Alles auf achtsam

Wieso spuken einem manchmal aus nicht nachvollziehbaren Gründen so blöde Slogans durch den Kopf? Über Singles, die sich alle paar Sekunden verlieben (eigentlich müssten die doch langsam alle vom Markt sein), über den Bären im Mann (den würde ich gerne mal sehen), über klebrigen, klumpenden Reis (ist damit Sushi-Reis gemeint?), über Kinderjoghurts, so wertvoll wie kleine Steaks (igitt, was für ein schlechter Vergleich!) und andere Infos, die man nicht braucht. Und dann war da noch was von „wenn’s gut werden soll…“. Da bin ich zwar nicht gleich drauf gekommen, welchen Bezug das hatte, aber der Satz selbst fiel mir ein, als ich übers Kochen nachdachte. Wenn’s wirklich gut werden soll in der Küche, braucht man nämlich vor allem zwei Dinge: Zeit und Muße. Wie man weiß, liegt genau hier der Hase im Pfeffer, denn dieser zivilisationsphänomenale Alltagsstress lässt einem ja keine Luft mehr für gar nichts.
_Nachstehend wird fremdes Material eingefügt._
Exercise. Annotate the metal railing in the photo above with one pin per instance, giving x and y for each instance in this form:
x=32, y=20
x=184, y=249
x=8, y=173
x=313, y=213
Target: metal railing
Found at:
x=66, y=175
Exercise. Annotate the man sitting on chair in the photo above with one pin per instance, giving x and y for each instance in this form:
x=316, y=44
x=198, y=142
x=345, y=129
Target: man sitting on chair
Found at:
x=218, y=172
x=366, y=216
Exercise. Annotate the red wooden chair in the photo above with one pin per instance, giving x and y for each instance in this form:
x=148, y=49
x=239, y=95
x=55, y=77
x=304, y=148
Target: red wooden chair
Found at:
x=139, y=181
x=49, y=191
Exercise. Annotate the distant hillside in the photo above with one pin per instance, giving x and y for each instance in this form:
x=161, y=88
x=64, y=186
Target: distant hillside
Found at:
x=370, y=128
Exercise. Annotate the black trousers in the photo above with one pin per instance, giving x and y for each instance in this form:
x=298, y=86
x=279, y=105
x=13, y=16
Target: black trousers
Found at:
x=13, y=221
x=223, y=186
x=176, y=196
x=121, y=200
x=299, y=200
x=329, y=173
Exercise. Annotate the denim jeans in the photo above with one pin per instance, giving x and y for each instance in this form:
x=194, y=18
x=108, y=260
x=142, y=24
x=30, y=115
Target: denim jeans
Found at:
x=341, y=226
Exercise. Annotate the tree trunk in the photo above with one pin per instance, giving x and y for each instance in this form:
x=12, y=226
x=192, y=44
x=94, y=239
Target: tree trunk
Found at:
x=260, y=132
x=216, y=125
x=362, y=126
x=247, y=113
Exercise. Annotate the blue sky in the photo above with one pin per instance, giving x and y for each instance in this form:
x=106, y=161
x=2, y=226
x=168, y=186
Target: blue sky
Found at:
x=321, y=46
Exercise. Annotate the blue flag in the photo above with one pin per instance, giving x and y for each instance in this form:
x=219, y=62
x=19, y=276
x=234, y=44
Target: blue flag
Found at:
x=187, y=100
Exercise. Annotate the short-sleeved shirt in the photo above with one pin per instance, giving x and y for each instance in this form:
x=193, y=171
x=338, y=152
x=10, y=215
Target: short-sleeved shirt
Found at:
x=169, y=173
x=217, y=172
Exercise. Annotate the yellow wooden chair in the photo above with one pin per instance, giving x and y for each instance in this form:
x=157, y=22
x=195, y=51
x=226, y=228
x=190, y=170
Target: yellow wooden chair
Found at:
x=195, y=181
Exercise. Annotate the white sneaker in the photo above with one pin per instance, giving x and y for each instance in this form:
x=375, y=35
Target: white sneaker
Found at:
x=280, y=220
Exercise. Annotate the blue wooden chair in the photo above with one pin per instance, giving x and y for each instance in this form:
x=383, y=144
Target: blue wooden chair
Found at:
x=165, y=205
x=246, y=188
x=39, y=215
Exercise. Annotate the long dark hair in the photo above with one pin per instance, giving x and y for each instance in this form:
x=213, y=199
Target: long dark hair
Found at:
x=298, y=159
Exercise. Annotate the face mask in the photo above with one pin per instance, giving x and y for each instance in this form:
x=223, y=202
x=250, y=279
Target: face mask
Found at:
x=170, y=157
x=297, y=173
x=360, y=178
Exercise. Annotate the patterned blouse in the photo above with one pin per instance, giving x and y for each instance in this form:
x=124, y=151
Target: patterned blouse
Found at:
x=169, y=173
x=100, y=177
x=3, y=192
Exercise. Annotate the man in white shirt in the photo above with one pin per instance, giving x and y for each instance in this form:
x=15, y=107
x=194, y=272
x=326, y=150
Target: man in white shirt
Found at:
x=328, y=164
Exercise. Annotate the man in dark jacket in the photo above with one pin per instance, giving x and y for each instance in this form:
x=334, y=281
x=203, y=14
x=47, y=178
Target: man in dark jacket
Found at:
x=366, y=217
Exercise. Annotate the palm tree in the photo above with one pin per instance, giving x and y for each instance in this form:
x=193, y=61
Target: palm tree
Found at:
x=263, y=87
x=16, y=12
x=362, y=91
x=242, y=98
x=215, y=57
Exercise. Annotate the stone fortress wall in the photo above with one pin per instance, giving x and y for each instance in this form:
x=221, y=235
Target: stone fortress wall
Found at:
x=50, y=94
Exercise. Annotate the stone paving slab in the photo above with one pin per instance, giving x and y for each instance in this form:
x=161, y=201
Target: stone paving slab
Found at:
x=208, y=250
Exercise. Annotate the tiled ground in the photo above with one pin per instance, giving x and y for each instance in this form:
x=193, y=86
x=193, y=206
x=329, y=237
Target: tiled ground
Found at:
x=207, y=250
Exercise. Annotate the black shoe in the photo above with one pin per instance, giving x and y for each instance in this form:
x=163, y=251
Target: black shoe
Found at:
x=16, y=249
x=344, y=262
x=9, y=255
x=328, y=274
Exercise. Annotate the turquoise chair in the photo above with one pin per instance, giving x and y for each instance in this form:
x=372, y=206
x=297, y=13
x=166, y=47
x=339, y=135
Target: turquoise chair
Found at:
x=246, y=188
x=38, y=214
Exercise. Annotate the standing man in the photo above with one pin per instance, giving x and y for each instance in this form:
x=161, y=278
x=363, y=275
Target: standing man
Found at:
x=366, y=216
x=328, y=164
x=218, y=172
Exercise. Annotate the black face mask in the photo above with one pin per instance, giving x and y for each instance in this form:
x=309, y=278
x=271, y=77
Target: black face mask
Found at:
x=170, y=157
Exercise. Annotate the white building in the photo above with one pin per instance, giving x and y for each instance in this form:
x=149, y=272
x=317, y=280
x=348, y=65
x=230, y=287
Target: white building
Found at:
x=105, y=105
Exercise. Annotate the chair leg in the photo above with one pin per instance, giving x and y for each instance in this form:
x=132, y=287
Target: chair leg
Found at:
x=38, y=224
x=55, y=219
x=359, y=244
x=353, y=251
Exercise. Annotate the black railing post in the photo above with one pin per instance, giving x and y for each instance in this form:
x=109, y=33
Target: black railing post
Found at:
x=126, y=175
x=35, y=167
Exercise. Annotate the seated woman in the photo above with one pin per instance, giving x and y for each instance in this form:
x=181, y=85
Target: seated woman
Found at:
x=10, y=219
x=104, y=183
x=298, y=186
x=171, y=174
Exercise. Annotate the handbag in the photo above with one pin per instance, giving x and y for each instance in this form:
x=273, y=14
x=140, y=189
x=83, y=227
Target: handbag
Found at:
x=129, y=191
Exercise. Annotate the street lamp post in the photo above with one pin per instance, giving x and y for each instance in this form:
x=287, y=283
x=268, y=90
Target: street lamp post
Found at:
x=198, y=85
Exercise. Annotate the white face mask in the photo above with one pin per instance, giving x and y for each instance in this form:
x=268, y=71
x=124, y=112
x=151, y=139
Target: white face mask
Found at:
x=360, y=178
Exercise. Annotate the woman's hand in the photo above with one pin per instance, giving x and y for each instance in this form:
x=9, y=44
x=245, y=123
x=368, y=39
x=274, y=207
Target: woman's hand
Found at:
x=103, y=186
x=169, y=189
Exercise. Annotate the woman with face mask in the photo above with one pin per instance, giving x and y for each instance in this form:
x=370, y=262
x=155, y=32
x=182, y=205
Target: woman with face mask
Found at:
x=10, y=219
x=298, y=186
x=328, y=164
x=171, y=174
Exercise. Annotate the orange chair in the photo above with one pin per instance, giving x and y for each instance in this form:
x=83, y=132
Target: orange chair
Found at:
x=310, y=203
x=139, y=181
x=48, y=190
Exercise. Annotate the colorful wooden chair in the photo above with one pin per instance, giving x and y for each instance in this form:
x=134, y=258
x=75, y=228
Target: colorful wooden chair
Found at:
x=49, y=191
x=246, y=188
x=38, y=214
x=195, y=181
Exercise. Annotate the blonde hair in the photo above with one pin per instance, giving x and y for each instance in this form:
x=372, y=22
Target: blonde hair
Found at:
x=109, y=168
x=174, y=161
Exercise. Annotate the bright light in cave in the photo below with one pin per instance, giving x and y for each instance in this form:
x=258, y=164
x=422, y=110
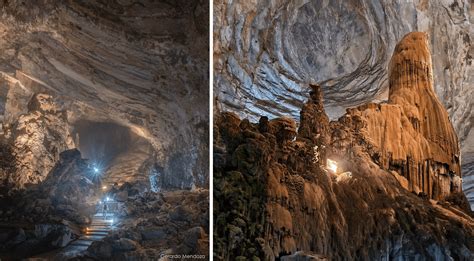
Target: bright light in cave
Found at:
x=332, y=165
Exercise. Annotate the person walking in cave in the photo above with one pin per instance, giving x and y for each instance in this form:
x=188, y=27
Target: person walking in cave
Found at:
x=105, y=210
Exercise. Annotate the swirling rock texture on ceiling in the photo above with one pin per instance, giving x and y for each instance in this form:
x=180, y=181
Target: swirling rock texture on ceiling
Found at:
x=140, y=64
x=265, y=53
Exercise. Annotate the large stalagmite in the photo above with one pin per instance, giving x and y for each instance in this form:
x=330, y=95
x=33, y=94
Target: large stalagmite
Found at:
x=412, y=134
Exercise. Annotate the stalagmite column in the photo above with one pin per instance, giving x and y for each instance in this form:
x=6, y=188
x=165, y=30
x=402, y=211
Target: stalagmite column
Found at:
x=412, y=133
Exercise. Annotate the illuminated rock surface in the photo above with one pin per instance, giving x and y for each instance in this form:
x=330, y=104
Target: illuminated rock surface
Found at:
x=36, y=139
x=126, y=84
x=275, y=196
x=141, y=65
x=410, y=135
x=266, y=53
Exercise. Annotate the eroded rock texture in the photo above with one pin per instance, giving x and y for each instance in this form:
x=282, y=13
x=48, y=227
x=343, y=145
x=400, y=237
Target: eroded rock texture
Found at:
x=274, y=197
x=277, y=195
x=36, y=139
x=138, y=64
x=411, y=134
x=265, y=53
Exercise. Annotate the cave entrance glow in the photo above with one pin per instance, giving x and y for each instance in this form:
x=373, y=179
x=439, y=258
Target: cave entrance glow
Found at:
x=115, y=152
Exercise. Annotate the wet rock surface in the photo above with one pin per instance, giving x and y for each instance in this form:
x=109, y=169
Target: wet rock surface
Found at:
x=266, y=53
x=35, y=141
x=49, y=215
x=141, y=65
x=152, y=225
x=276, y=193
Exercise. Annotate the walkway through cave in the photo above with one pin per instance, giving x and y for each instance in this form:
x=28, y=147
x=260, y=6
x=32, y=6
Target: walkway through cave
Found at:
x=117, y=152
x=99, y=227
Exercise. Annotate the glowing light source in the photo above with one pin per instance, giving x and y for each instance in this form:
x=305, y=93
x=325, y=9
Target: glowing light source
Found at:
x=332, y=165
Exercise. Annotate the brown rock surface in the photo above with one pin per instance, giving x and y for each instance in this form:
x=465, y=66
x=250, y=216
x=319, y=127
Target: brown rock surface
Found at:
x=412, y=134
x=275, y=197
x=36, y=139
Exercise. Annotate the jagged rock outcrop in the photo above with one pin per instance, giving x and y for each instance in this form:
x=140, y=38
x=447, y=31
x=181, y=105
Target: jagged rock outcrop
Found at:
x=276, y=194
x=139, y=64
x=49, y=214
x=266, y=52
x=35, y=140
x=274, y=197
x=154, y=225
x=411, y=135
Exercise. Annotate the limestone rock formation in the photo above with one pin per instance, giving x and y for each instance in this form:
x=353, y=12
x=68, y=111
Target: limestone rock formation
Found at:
x=152, y=225
x=277, y=196
x=411, y=135
x=139, y=64
x=36, y=140
x=50, y=213
x=265, y=53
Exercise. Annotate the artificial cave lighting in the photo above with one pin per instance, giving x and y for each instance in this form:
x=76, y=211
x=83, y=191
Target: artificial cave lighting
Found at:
x=331, y=165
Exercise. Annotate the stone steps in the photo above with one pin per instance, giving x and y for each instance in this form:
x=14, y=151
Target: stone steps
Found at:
x=96, y=231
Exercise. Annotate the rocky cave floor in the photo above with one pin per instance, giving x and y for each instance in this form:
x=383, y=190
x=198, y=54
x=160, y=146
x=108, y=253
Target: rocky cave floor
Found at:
x=275, y=197
x=44, y=219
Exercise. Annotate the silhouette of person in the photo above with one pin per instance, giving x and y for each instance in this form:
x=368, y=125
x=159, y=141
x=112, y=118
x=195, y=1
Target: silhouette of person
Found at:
x=105, y=210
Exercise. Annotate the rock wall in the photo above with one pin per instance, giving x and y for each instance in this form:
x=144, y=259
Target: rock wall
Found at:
x=411, y=134
x=266, y=53
x=36, y=140
x=275, y=196
x=142, y=65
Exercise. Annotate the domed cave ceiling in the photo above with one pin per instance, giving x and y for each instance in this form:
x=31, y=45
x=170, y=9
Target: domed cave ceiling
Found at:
x=266, y=53
x=133, y=73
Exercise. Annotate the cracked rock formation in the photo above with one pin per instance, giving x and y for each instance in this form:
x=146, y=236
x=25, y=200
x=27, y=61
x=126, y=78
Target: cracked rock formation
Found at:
x=394, y=194
x=266, y=52
x=412, y=134
x=142, y=65
x=36, y=139
x=275, y=196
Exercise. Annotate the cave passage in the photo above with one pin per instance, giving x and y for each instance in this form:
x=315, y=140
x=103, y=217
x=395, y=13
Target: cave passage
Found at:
x=115, y=152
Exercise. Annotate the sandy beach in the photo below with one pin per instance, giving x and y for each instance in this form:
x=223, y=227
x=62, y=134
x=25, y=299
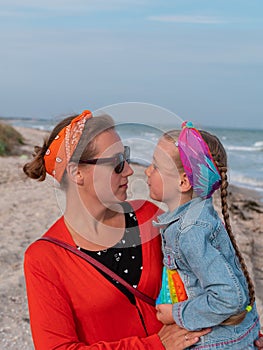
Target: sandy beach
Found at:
x=29, y=207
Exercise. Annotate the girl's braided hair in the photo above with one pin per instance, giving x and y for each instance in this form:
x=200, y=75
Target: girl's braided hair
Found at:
x=220, y=158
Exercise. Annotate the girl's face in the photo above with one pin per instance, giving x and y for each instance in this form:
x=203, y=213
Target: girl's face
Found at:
x=164, y=178
x=102, y=183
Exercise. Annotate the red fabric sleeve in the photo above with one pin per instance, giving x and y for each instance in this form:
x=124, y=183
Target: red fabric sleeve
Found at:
x=63, y=292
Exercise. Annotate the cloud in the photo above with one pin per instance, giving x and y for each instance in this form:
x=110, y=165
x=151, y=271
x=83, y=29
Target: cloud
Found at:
x=186, y=19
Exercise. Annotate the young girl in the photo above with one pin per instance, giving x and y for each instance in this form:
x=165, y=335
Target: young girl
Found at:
x=201, y=251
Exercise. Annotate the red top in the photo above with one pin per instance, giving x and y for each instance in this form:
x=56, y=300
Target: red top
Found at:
x=72, y=306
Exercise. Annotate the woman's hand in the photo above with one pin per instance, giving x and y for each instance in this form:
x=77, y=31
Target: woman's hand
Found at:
x=165, y=313
x=174, y=337
x=259, y=342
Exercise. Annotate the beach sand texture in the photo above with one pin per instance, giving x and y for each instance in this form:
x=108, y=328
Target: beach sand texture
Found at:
x=29, y=207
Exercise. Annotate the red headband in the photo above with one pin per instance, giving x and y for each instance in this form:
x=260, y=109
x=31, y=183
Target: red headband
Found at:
x=63, y=146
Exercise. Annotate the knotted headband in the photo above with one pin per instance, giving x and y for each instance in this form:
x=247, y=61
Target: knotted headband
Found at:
x=198, y=162
x=63, y=146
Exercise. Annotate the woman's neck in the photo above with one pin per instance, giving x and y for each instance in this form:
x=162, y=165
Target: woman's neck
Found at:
x=95, y=229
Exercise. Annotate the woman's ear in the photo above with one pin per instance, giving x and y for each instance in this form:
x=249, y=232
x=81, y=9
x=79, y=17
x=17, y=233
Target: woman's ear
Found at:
x=75, y=173
x=185, y=184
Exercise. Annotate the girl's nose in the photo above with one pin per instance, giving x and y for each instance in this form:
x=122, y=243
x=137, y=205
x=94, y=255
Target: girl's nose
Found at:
x=148, y=170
Von wegen mal wieder Freundinnen zum Essen treffen oder es sich am Nachmittag mit einem Buch gemütlich machen oder einfach mal nichts tun. Dafür bleibt keine Zeit, denn stattdessen büffelt man täglich vier Stunden Latein oder Mathe (aber nicht etwa, weil man selbst das Latinum nachmachen möchte, sondern damit der Nachwuchs seinen Schnitt verbessert), stattdessen lässt man sich permanent von Handy und E-mail fernsteuern (und schafft es noch nicht mal am Mittagstisch, das Ding wegzulegen), stattdessen vergeudet man seine Energie, weil man sich über die blöden Nachbarn oder Kollegen aufregt (anstatt drei Mal tief durchzuatmen und Grenzen zu ziehen).

Ja, auch ich kann da mitreden. Ich war in den letzten Monaten auch im Dauerstress, allerdings wegen meiner italienischen Baustelle. Wenn ich mal zuhause (und nicht im Süden) war, wollten die hungrigen Mäuler anständig gefüttert werden. Doch genussvolles Kochen? Fehlanzeige, denn dazu gehört schließlich mehr, als nur einen Topf mit Spaghetti auf den Herd zu stellen. Alles lief nebenbei: Familie, Freunde, Tiere, Garten (um letzteren haben sich dann akribisch und hingebungsvoll der Feldhase und die Mäuse gekümmert und das einzige, was ich jetzt ernten kann sind Zucchini, davon aber ganz viele). Man kann eben nicht alles haben.

Hätte ich doch vorher mal ein Achtsamkeitstraining oder einen MBSR-Kurs gemacht (das steht vielversprechend für mindfulness-based stress reduction). Das ist heute nämlich in solchen Situationen angesagt. Man muss ja dafür nicht gleich einen Aufenthalt im Kloster buchen, wie es depressive, Burnout-gefährdete Manager gerne tun. Soweit ist es noch nicht. Nein, an jeder Ecke findet man schließlich Achtsamkeitstrainer, die einem Achtsamkeitsübungen beibringen wollen, die man täglich in Achtsamkeitsmeditation praktizieren kann. Oder per Telefon lässt man sich bequem für 50 Cent die Minute von einem Achtsamkeitsberater das life coachen. Es gibt Selbsterkennungskurse und Emotionsseminare. Man entgeht ihr nicht mehr, dieser Achtsamkeit, nicht im Buchladen, nicht im Bioladen und schon gar nicht auf youtube, wo man ständig zu hören bekommt, dass man im hier und jetzt ist, und das alles gut so ist, wie es ist und man sich selbst lieben soll. Wem´s hilft, bitte! Auch wenn es sich ein bißchen nach Esoterik und Mandalamalen und Geldverdienen anhört. Aber wenn sogar die Krankenkasse das alles so in Ordnung findet…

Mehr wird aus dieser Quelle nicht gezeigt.